Ramban assumes Terumah and Tetzaveh happened before the sin of the Golden Calf recorded in Ki Tissa; partially because he prefers to read the Torah as presenting events in chronological order whenever possible. The idea led RA”L zt”l to tell a parable which explains Vayakhel’s seemingly unnecessary repetition.
A couple becomes engaged to be married. As they prepare for their lives together, they order all the furnishings for the home they expect to inhabit. Soon before or just after the wedding, the wife has an affair (in pure halachic terms, were she to have had an actual affair, she could not stay married to the husband nor marry the partner in the affair; for the parable, she betrayed the husband seriously but not in a way which forced them to end their marriage). Through the good graces of an intermediary who convinces the husband to give her another chance, they decide to stay together.
They enter their new abode, where the furniture has been delivered, the furniture they ordered with such excitement and anticipation. Only the atmosphere has changed, the innocent love they had has been lost, a certain bittersweet quality has entered. It is the same table, the same lamp, the same couch, and yet it is irrevocably different, will always remind them of what they once had and will never have again.
He ended the thought on a hopeful note. The couple might recover, might rebuild their relationship. The process of finding their way forward might even take them to heights of love and connection they would not have reached without this challenge. Gone forever, though, was the original unblemished excitement when all was new and pristine.
It’s a message which could be said about all of humanity after the sin in the Garden, and about each of us as we progressed from innocent childhood to adulthood. We stumble, we go wrong, and we try to improve or recover. In some ways we do, in some ways we do not, and the best of us reach heights the rest of us never will. Bones which break heal stronger, they say.

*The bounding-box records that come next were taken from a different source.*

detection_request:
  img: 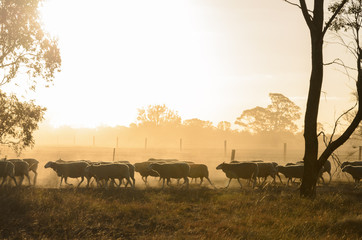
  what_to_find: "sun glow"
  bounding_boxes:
[35,0,354,130]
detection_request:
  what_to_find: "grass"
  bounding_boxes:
[0,183,362,239]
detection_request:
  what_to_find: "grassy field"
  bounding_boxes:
[0,183,362,240]
[0,147,362,240]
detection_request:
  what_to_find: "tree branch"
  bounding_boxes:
[299,0,313,29]
[322,0,348,37]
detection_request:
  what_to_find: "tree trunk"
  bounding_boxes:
[300,6,323,198]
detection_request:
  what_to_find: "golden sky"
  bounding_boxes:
[16,0,353,131]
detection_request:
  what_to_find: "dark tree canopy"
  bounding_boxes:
[235,93,301,133]
[183,118,213,128]
[0,91,46,152]
[0,0,61,89]
[0,0,61,153]
[137,104,181,127]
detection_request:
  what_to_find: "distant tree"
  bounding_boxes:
[235,93,301,133]
[137,104,181,127]
[284,0,362,198]
[0,91,46,154]
[217,121,231,131]
[183,118,213,128]
[0,0,61,90]
[0,0,61,153]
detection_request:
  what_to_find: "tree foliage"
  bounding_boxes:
[0,0,61,89]
[0,0,61,154]
[137,104,181,127]
[0,91,46,153]
[235,93,301,133]
[217,121,231,131]
[183,118,213,128]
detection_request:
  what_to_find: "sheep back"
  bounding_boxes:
[149,162,190,178]
[86,163,130,179]
[189,163,209,178]
[216,162,259,179]
[0,161,15,177]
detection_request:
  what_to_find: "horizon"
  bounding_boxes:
[4,0,354,132]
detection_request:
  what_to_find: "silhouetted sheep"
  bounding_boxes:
[44,161,89,187]
[186,162,215,187]
[0,160,17,186]
[23,158,39,186]
[216,162,259,188]
[342,165,362,183]
[149,162,190,188]
[7,159,31,186]
[85,163,133,187]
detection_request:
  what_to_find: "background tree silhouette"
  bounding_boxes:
[183,118,213,128]
[235,93,301,133]
[137,104,181,127]
[0,0,61,153]
[285,0,362,198]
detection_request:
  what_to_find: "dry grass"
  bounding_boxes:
[0,183,362,239]
[0,147,362,240]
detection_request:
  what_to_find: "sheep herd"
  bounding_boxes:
[0,158,362,188]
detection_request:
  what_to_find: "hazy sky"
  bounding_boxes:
[5,0,353,130]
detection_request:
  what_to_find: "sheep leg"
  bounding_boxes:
[184,177,189,188]
[225,178,232,188]
[77,176,84,187]
[19,175,24,186]
[205,177,216,189]
[238,178,242,188]
[131,177,136,188]
[59,176,63,187]
[25,174,31,186]
[0,177,6,186]
[126,177,134,188]
[277,173,283,184]
[160,178,165,189]
[34,171,38,186]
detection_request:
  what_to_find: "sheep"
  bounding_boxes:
[23,158,39,186]
[87,160,136,187]
[0,161,17,186]
[44,161,89,187]
[116,161,136,187]
[285,160,332,183]
[85,163,133,187]
[342,165,362,183]
[322,159,332,182]
[216,162,259,188]
[7,159,31,186]
[278,164,304,185]
[186,162,215,188]
[147,158,179,162]
[134,161,159,184]
[256,162,282,183]
[341,161,362,169]
[148,162,190,188]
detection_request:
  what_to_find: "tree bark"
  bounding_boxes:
[300,0,324,198]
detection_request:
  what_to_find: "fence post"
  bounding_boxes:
[224,140,227,157]
[231,149,235,161]
[283,143,287,162]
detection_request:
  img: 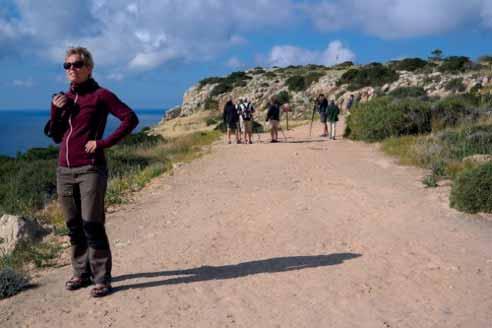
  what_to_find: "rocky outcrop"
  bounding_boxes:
[0,214,49,253]
[162,65,492,120]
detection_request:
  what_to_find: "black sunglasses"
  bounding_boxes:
[63,60,84,69]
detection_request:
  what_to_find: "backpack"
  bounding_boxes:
[241,102,255,121]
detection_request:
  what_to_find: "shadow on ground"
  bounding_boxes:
[113,253,362,292]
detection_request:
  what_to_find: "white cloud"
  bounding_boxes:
[481,1,492,28]
[226,57,245,69]
[301,0,492,39]
[12,77,34,88]
[106,73,125,81]
[0,0,492,70]
[267,40,356,67]
[0,0,294,70]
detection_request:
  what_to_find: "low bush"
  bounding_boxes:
[203,97,219,111]
[432,95,480,131]
[444,77,466,92]
[206,72,252,97]
[210,83,234,97]
[450,163,492,213]
[437,56,472,74]
[345,97,431,141]
[198,76,224,88]
[276,90,290,105]
[389,58,427,72]
[0,268,29,299]
[285,71,325,92]
[333,60,354,69]
[389,87,427,98]
[285,75,307,92]
[337,63,399,91]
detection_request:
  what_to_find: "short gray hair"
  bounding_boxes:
[65,47,94,68]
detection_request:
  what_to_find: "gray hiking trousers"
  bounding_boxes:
[56,165,112,284]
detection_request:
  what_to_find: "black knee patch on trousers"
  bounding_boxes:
[67,223,87,246]
[83,222,109,249]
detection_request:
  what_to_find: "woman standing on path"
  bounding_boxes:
[326,100,340,140]
[266,97,280,142]
[222,97,241,144]
[45,47,138,297]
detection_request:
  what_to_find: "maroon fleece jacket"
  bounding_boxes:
[49,79,138,167]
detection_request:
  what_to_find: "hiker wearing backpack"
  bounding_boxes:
[316,94,328,137]
[240,98,255,144]
[222,97,241,144]
[236,98,246,143]
[266,96,280,143]
[326,99,340,140]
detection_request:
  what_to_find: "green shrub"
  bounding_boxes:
[304,72,325,88]
[333,60,354,69]
[444,77,466,92]
[285,75,307,91]
[285,71,324,92]
[389,87,427,98]
[198,76,224,88]
[422,174,437,188]
[0,159,57,215]
[203,97,219,111]
[118,129,164,147]
[432,95,480,131]
[250,67,265,75]
[205,117,219,126]
[337,63,399,91]
[390,58,427,72]
[210,72,252,97]
[276,90,290,105]
[17,146,58,161]
[438,56,471,73]
[345,97,431,141]
[0,268,29,299]
[210,83,234,97]
[428,124,492,163]
[450,163,492,213]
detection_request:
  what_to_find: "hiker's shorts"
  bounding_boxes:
[244,120,253,133]
[270,120,280,129]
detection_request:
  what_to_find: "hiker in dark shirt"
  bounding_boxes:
[239,98,255,144]
[266,97,280,142]
[345,94,354,114]
[45,47,138,297]
[222,97,240,144]
[316,94,328,137]
[326,100,340,140]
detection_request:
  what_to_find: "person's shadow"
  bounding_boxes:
[112,253,362,292]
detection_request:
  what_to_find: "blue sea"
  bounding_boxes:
[0,109,165,156]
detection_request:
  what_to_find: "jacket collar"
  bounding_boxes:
[70,78,99,94]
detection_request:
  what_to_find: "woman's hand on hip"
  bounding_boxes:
[52,94,67,108]
[85,140,97,153]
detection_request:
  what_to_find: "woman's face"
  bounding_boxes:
[65,54,92,84]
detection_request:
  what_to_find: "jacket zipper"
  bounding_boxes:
[65,94,79,167]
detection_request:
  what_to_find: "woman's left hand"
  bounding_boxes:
[85,140,97,153]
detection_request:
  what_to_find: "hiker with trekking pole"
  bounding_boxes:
[317,94,328,137]
[266,96,280,143]
[239,98,255,144]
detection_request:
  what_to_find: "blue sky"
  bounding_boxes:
[0,0,492,110]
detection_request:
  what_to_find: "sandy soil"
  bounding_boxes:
[0,117,492,328]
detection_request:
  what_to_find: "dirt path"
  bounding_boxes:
[0,118,492,328]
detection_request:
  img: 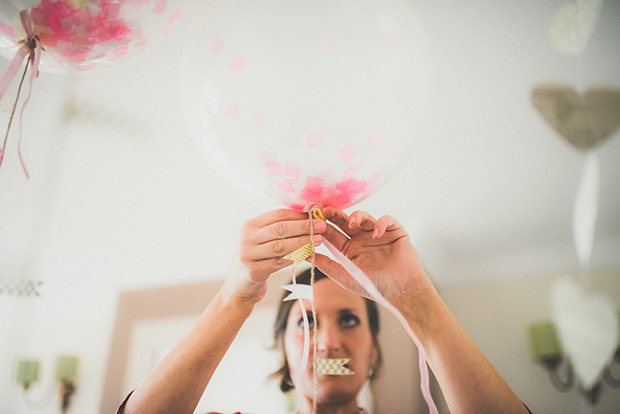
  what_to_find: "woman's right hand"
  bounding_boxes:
[225,209,327,305]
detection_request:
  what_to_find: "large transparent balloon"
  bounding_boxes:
[183,0,431,210]
[0,0,190,72]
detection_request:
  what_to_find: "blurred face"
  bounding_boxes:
[284,279,377,405]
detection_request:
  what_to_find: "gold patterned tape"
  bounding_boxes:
[314,358,355,375]
[284,240,314,266]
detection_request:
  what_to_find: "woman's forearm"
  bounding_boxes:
[403,283,527,414]
[125,291,253,414]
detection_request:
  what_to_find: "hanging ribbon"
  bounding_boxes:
[323,239,439,414]
[573,150,600,290]
[285,205,439,414]
[0,10,43,179]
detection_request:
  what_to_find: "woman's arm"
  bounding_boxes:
[125,210,326,414]
[316,208,528,414]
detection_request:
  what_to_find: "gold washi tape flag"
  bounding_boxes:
[314,358,355,375]
[284,240,314,266]
[284,208,326,266]
[282,284,314,302]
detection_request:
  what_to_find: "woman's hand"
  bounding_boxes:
[316,207,430,307]
[225,209,327,304]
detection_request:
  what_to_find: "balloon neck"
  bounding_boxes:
[303,201,323,213]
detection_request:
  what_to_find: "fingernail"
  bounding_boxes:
[314,221,327,232]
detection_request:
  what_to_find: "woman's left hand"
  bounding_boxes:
[316,207,430,310]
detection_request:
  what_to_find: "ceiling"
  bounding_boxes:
[0,0,620,288]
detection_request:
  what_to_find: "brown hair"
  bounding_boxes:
[271,268,383,392]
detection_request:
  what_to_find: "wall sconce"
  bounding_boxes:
[16,355,78,414]
[528,313,620,406]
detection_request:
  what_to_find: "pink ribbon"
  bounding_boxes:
[0,10,43,179]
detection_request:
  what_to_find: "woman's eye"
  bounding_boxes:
[339,314,360,328]
[297,315,314,329]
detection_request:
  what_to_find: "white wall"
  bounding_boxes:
[440,269,620,414]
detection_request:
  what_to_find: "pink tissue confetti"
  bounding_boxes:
[368,132,383,149]
[153,0,166,14]
[344,162,362,178]
[0,22,15,41]
[306,132,325,149]
[276,178,295,193]
[338,142,357,162]
[228,55,248,74]
[284,161,301,178]
[265,162,282,177]
[168,9,181,23]
[112,46,128,56]
[209,37,226,56]
[284,176,372,210]
[161,27,174,39]
[224,104,239,121]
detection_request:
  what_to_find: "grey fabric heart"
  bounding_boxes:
[532,83,620,151]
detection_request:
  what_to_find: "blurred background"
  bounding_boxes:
[0,0,620,414]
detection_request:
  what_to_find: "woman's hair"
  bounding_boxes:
[271,268,383,392]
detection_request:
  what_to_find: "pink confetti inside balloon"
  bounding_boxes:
[183,0,431,210]
[0,0,190,72]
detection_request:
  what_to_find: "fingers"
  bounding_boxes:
[323,207,377,237]
[372,216,404,239]
[247,208,308,228]
[240,234,323,264]
[239,210,327,274]
[250,216,327,244]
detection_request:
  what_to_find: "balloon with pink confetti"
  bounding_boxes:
[183,0,431,210]
[0,0,190,72]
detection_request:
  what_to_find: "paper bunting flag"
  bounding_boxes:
[282,285,314,301]
[314,358,355,375]
[284,240,314,266]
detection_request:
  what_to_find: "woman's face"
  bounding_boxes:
[284,278,377,404]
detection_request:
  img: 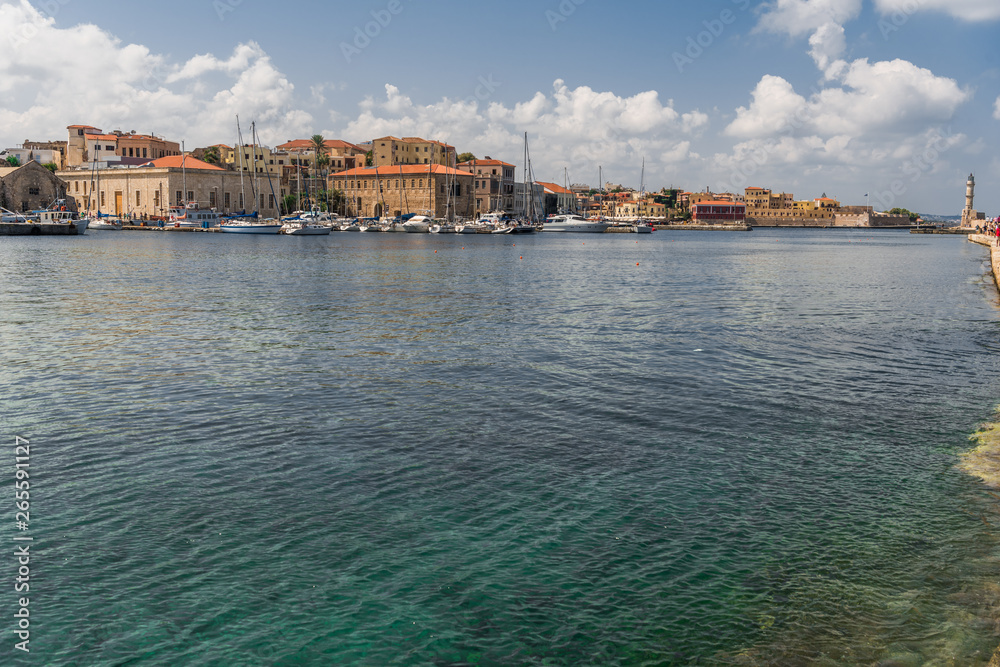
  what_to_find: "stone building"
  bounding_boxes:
[57,155,280,218]
[458,156,514,216]
[744,188,840,227]
[62,125,181,169]
[329,164,475,218]
[0,162,76,213]
[691,200,747,225]
[275,139,367,173]
[962,174,986,228]
[372,137,458,169]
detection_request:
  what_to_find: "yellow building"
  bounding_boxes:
[329,164,475,218]
[745,188,840,227]
[56,155,278,218]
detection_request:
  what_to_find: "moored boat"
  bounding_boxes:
[542,214,611,234]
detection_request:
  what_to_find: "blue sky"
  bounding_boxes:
[0,0,1000,215]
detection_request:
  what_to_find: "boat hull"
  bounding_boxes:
[219,225,281,234]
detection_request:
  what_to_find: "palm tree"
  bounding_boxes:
[202,146,222,164]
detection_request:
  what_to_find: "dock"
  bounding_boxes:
[122,225,222,233]
[653,225,753,232]
[910,227,976,236]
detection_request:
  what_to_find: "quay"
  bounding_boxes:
[910,227,978,235]
[122,225,222,232]
[648,225,753,232]
[969,232,1000,287]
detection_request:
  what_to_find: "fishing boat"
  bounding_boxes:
[87,216,122,231]
[403,215,434,234]
[542,213,611,234]
[167,201,222,229]
[219,218,282,234]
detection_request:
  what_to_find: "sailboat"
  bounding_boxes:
[516,132,538,234]
[632,158,653,234]
[219,117,282,234]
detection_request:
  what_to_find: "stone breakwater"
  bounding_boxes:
[969,234,1000,288]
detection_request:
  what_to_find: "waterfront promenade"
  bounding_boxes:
[969,234,1000,287]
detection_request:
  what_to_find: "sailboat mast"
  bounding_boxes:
[181,141,190,209]
[236,114,247,214]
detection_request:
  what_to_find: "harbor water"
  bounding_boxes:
[0,229,1000,667]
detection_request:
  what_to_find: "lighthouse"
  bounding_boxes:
[962,174,985,227]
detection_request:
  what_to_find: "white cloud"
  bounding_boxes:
[757,0,861,37]
[0,0,312,147]
[875,0,1000,21]
[338,80,708,185]
[809,23,847,79]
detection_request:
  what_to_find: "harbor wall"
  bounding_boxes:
[969,234,1000,289]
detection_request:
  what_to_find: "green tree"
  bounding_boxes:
[201,146,222,164]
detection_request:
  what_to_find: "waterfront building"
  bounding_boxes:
[275,139,367,173]
[691,200,747,225]
[0,160,76,213]
[538,181,578,216]
[63,125,181,169]
[744,187,840,227]
[56,155,279,218]
[458,155,515,217]
[372,136,458,169]
[328,164,475,219]
[0,145,62,169]
[509,183,545,217]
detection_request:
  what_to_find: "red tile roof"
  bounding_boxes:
[459,160,514,167]
[142,155,225,171]
[333,164,472,178]
[535,181,573,195]
[275,139,365,153]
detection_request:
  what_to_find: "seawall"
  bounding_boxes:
[969,234,1000,288]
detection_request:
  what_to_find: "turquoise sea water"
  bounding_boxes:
[0,230,1000,667]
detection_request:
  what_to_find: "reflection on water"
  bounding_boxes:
[0,230,1000,665]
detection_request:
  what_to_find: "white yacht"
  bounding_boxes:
[167,202,222,229]
[403,215,432,234]
[542,214,611,234]
[219,218,282,234]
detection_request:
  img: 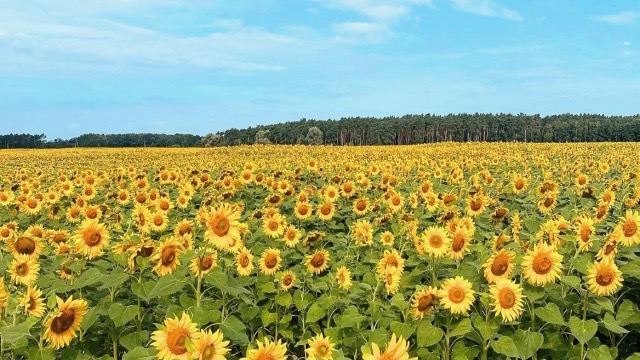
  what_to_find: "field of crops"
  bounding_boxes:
[0,143,640,360]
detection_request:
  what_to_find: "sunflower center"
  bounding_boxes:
[418,294,433,311]
[498,288,516,309]
[622,219,638,237]
[240,256,249,267]
[167,329,189,355]
[311,254,324,268]
[491,254,509,276]
[449,288,465,304]
[16,263,29,276]
[429,234,442,248]
[596,268,615,286]
[51,309,76,334]
[162,246,176,266]
[264,254,278,269]
[451,234,465,252]
[16,236,36,255]
[211,217,230,236]
[532,254,553,275]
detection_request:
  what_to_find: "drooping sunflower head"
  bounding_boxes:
[305,249,329,275]
[411,286,438,319]
[43,296,87,349]
[587,258,622,296]
[260,248,282,275]
[151,313,200,360]
[522,243,562,286]
[489,279,524,322]
[438,276,475,314]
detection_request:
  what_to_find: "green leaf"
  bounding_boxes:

Something has been irretrievably lost nonetheless. The Mishkan we eventually had could have become the place where the Jews connected with Hashem more fully or strongly even than at Sinai, perhaps. After the sin of the Golden Calf, it could never be the place of innocent joy it was meant to be.
Innocence has its value, and we struggle mightily to preserve and protect it where we can. Where we cannot, the game never ends, and success still beckons. But something has been lost forever.